How do I apply for a Personal Insolvency Agreement?

The first step is to call us on our toll free advice line or to apply on-line. We will take you through our Best Advice Model and will then advise you on the solution which best suits your financial circumstances. After you have supplied us with all of the necessary information we will prepare your Personal Insolvency Agreement Proposal for you. After you have signed your Personal Insolvency Agreement Proposal we will lodge it with ITSA. We will then prepare a report to your creditors and call a meeting of creditors so your creditors can vote on your proposal. You will need to attend your meeting of creditors and answer any questions put to you by your creditors.

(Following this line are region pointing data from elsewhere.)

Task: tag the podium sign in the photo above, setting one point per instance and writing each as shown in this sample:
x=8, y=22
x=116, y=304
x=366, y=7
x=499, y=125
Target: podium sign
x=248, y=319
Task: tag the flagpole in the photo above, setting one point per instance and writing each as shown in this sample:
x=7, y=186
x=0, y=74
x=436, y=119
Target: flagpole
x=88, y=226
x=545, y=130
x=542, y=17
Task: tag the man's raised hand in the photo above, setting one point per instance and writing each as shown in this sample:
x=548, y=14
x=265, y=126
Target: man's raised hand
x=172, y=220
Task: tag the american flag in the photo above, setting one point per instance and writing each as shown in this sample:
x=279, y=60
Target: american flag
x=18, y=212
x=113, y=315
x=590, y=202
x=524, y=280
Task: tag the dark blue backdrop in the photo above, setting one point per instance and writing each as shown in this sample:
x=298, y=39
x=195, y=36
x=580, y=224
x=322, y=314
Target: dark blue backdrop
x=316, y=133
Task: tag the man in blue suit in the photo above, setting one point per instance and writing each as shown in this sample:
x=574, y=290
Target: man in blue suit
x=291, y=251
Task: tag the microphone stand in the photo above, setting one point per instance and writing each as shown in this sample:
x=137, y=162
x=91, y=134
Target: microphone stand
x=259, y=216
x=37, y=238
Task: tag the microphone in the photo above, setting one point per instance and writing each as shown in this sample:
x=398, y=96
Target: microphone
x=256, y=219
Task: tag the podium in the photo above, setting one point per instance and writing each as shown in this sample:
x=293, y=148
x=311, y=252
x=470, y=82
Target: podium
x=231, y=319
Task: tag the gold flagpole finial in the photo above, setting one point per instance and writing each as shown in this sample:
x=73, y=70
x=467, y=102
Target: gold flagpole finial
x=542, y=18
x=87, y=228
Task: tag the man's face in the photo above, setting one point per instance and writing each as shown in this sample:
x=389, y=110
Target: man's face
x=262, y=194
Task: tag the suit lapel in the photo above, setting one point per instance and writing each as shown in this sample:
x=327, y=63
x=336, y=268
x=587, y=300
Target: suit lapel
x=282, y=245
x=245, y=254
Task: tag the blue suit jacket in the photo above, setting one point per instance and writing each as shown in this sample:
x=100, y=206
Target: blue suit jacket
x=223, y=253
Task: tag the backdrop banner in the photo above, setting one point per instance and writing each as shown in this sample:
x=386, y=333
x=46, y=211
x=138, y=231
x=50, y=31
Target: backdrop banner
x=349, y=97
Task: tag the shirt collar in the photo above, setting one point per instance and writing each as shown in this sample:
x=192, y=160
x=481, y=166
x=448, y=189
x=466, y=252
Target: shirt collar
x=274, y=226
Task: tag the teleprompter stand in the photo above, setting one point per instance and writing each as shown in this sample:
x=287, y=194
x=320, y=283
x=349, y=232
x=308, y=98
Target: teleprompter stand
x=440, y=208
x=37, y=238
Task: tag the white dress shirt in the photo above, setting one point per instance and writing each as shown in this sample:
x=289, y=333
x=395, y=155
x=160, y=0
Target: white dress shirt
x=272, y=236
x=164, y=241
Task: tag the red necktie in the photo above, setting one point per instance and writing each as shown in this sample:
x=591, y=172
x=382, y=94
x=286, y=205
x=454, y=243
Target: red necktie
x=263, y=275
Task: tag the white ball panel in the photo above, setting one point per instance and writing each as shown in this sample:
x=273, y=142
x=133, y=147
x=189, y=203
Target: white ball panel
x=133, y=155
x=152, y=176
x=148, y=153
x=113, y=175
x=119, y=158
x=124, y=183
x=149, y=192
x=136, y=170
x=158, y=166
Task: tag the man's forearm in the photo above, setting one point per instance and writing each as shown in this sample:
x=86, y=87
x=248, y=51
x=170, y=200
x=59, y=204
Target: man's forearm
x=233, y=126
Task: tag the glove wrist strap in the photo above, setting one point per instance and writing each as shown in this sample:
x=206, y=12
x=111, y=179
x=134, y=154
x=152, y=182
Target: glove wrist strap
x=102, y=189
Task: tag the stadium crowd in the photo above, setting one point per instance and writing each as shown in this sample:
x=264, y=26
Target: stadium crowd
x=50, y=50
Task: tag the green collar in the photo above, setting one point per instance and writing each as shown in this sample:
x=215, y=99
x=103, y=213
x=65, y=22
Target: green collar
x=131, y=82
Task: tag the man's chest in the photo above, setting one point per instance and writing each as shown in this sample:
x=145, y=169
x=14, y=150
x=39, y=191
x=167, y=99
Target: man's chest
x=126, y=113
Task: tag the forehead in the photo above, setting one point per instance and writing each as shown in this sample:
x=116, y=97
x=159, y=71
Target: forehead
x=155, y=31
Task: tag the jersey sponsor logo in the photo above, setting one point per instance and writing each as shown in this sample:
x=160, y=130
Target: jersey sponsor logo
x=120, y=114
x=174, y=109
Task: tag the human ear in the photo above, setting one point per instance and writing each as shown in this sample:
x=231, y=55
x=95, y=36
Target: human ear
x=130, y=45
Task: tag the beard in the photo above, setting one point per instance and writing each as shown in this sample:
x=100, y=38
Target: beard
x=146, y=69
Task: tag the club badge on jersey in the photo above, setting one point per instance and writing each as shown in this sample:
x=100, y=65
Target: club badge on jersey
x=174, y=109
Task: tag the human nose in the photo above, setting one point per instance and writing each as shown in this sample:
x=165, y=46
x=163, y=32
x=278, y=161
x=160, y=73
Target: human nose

Will a Personal Insolvency Agreement affect my credit rating?

Your Personal Insolvency Agreement proposal will be recorded on the National Personal Insolvency Index register (forever). This register is maintained by ITSA. Your name will also be recorded on a commercial credit reference database for 7 years, after which time it will be deleted. Your credit is likely to be effected after entering into a Personal Insolvency Agreement or you may be charged a higher rate of interest.

What else should I know before I apply for a Personal Insolvency Agreement?

You might actually pay more under a Personal Insolvency Agreement compared to if you were made Bankrupt. To enquire if you would be liable to make compulsory income contributions under bankruptcy please complete the information on the Bankruptcy Income Contribution Calculator.

Signing the 188 Authority is a serious step and you should know that signing the 188 Authority is an Act of Bankruptcy, which means if your proposal is not accepted by your creditors, then they may rely upon that event which will assist with any application to make you bankrupt. For that reason it is important that you put forward your best possible proposal.

Once signed the 188 Authority is signed it is irrevocable and cannot be reversed.
We recommend that you should visit the web site published by ITSA which has very detailed information on the process of establishing a Personal Insolvency Agreement. You also need to read the Prescribed Information Booklet (Download 365Kb) and sign an acknowledgement that you have read and understood it. This booklet is published by the Insolvency and Trustee Service Australia (ITSA) and must be signed before the process for a Personal Insolvency Agreement can be initiated.
Learn more on the Implications of signing a 188 authority.

Will my home be safe in a Personal Insolvency Agreement?

You will not usually have to sell your property if your creditors accept your Personal Insolvency Agreement Proposal (but you may need to release some equity from the property). If you choose to keep your house, you will of course need to keep your mortgage repayments up to date. Your house mortgage stands outside your Personal Insolvency Agreement. If you were made bankrupt your Bankruptcy Trustee would need to take steps to sell the equity in your property, whether that be to your spouse or a third party.

How is the vote counted?

At least 75% of votes (in value) and at least 50% of votes (in number) must be in favour of your Personal Insolvency Agreement proposal.

If your creditors don’t vote in favour of your Personal Insolvency Agreement Proposal you will still have the option of negotiating an informal arrangement with your creditors or you can become bankrupt.

Do I have to pay any costs to set up a Personal Insolvency Agreement?

Once your agreement is approved our fees will come out of the regular contributions you make.

Who regulates Debt Free?

Our Registered Trustee with ITSA is a fully qualified Chartered Accountant and is a member of the Institute of Chartered Accountants in Australia and the Insolvency Practitioners Association of Australia. The Insolvency and Trustee Service Australia also regularly monitors and audits our Personal Insolvency Agreements for strict compliance.